弟、番外編


 人魚姫のお話には続きがあります。
確かに末のお姫様ではありましたが、彼女の下に人魚の弟がおりました。人魚の王様の跡継ぎです。普段は帝王学を学ぶことに忙しく、お姉様方とは一緒に遊ぶ機会もありません。が、末のお姉様がよりにもよって人間の雄に恋をし、陸の生き物となって以来、それはそれは心を痛めておりました。
そうして、この末のお姉様が恋に敗れ、海の泡と消えた時、彼は果敢にも海の魔女に会いに行きました。

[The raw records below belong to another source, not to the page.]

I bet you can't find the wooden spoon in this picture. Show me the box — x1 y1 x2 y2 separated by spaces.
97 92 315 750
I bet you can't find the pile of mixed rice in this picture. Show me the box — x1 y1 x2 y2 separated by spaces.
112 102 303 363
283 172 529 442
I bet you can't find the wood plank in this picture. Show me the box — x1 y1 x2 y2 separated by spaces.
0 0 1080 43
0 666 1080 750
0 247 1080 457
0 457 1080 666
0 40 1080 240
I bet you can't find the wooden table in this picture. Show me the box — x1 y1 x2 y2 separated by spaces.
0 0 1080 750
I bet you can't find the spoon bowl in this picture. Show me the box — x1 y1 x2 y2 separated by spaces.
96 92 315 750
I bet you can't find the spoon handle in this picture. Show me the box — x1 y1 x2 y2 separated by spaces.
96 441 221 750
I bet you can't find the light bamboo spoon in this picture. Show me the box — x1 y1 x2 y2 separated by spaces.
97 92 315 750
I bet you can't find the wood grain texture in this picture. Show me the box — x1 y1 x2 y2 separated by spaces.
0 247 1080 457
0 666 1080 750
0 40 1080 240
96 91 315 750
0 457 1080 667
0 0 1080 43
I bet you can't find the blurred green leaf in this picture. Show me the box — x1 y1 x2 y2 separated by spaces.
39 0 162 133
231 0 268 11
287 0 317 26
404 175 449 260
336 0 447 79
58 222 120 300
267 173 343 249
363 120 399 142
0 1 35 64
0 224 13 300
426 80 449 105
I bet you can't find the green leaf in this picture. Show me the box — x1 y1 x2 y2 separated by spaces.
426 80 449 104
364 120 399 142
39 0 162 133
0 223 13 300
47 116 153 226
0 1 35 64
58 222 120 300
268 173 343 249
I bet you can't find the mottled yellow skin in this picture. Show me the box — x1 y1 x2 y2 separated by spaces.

「魔女よ、私の姉上を泡に変えた事ができるなら、もう一度泡を姉上に戻す事ができるに違いない」
魔女はこの高貴で見目麗しい若い人魚の王子の願いならば何でも叶えてあげたいと思ったのです。それは最も難しい魔法ではありました。引き換えにするものは魔女の命。死ぬ訳ではありません。魔女自身、最も身の内の清い生き物に生まれ変わる事になるのです。具体的に何に生まれ変わるのか、魔女にさえ分かりません。が、魔女はこの人魚の王子のために、末の姫を泡から再生させました。
再生した姫はもう、すっかり人間の雄への恋が冷めていました。
魔女は・・海鼠に生まれ変わりました。無口で利口な海鼠に。